Recordando a don Mario Vargas Llosa
Mario Vargas Llosa ha sido, desde que tengo uso de razón, la prueba fehaciente de que la disciplina y la entrega al oficio de escritor pueden lograrlo todo. Creo que cualquier novelista peruano joven (y no tan joven) pudo palpar en él la realización de un sueño. Pudo ver en la sonrisa de ese hombre que valía (y vale) la pena entregar la vida por la literatura. Él tenía esa sonrisa que solo poseen los hombres realizados, que están contentos por haberlo dado todo sin desperdiciar ni un minuto.
Muchos escritores, entre los que se contaban Julio Cortázar y Lewis Carroll, creían que la literatura era una especie de genio que lo visitaba a uno y que de nada valía ponerse a escribir con un horario fijo. Solo se escribe algo de calidad cuando el mero acto de escribir se vuelve una necesidad casi fisiológica: se tiene que hacer sí o sí. Mario Vargas Llosa, en cambio, decía que él era un esclavo de la literatura (lo mismo opinaban Camilo José Cela y Charles Baudelaire) y por ello le dedicaba casi todas las horas del día, confesando que le era más fácil escribir antes del mediodía (desde las 4 a. m.) para luego dedicar la tarde a la lectura. La literatura, a mi modo de ver, es un amante escurridizo que llega y se va cuando quiere, pero algunos, como don Mario, logran domesticar a esa amante caprichosa y fugaz.
Él decía que escribía porque el mundo le parecía monótono y gris y sus lecturas lo ayudaban a huir de esa fealdad latente.
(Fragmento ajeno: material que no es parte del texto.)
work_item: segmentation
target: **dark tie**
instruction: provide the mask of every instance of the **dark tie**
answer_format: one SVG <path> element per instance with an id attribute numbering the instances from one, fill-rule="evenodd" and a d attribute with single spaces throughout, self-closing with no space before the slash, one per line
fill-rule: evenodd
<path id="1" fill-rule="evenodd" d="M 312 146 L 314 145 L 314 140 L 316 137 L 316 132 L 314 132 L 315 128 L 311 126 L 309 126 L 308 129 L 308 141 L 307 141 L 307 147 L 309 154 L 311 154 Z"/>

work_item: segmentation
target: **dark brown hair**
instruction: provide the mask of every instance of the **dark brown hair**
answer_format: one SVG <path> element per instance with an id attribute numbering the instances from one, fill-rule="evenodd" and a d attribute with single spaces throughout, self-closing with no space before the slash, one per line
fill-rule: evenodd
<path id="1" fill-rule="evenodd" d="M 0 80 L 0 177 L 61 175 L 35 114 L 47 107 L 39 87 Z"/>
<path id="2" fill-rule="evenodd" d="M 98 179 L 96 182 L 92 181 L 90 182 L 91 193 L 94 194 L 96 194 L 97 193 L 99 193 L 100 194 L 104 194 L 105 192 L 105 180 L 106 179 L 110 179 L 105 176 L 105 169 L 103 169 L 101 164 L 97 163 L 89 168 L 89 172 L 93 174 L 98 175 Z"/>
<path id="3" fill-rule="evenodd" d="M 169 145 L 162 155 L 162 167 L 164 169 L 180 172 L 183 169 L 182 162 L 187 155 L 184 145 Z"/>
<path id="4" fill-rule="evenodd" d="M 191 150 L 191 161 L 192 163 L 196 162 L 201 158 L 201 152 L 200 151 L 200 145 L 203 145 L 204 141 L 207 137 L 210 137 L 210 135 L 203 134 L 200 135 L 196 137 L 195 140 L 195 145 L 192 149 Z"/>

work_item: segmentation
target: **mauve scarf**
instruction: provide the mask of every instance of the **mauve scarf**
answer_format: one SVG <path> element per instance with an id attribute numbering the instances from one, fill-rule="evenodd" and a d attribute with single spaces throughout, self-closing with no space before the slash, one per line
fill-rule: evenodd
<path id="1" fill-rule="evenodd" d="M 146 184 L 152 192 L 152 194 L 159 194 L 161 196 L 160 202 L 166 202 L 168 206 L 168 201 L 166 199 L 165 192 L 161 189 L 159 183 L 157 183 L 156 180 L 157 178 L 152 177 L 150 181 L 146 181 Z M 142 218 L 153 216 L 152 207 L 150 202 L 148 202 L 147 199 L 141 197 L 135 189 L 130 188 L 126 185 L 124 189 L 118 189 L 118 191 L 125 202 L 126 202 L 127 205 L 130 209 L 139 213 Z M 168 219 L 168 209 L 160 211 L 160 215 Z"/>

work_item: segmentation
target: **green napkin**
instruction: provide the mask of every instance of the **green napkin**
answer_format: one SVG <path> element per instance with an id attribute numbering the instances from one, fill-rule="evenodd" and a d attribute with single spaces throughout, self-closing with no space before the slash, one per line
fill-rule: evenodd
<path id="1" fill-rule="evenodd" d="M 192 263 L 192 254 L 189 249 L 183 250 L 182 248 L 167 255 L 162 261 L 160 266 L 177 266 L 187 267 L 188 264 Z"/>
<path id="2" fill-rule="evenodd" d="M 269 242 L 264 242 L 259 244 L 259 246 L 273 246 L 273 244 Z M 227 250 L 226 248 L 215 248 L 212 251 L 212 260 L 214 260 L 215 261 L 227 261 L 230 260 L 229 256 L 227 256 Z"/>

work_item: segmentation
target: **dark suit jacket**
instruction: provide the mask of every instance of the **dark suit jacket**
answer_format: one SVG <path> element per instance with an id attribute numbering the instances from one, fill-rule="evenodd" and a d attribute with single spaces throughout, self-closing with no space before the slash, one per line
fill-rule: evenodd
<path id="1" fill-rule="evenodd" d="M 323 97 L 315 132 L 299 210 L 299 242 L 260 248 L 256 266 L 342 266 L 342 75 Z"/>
La literatura también te puede ayudar a enfrentar el mundo, sobre todo, en la juventud, pero, con el tiempo, se convierte más en un refugio. Es en los últimos años que he entendido mejor la posición de don Mario: la literatura como un bastión contra la banalidad del mundo.
Hasta ahora no puedo creer que don Mario haya partido. Los escritores mucho menos experimentados y talentosos le queríamos preguntar tantas cosas... Pero él ya no está. Sin embargo, como autorretratos vivos, nos quedan sus obras, a ellas podemos hacerles todo tipo de preguntas y lo mejor es que responderán como lo haría él.
Vargas Llosa amaba al Perú, pero al mismo tiempo quería transformarlo, aunque no pudo ver del todo ese cambio. Pero si parte de ese cambio ya se ha producido es porque hombres como él fueron y son guías en el camino largo y extraño de esta vida. Él es una luz fuerte y nítida que no se apagará ni con el soplo frío de la muerte.
Le debemos tanto, don Mario. Gracias por ser la esperanza y el orgullo de millones de peruanos. La unificación del país, tal como usted la soñaba, no puede estar lejos.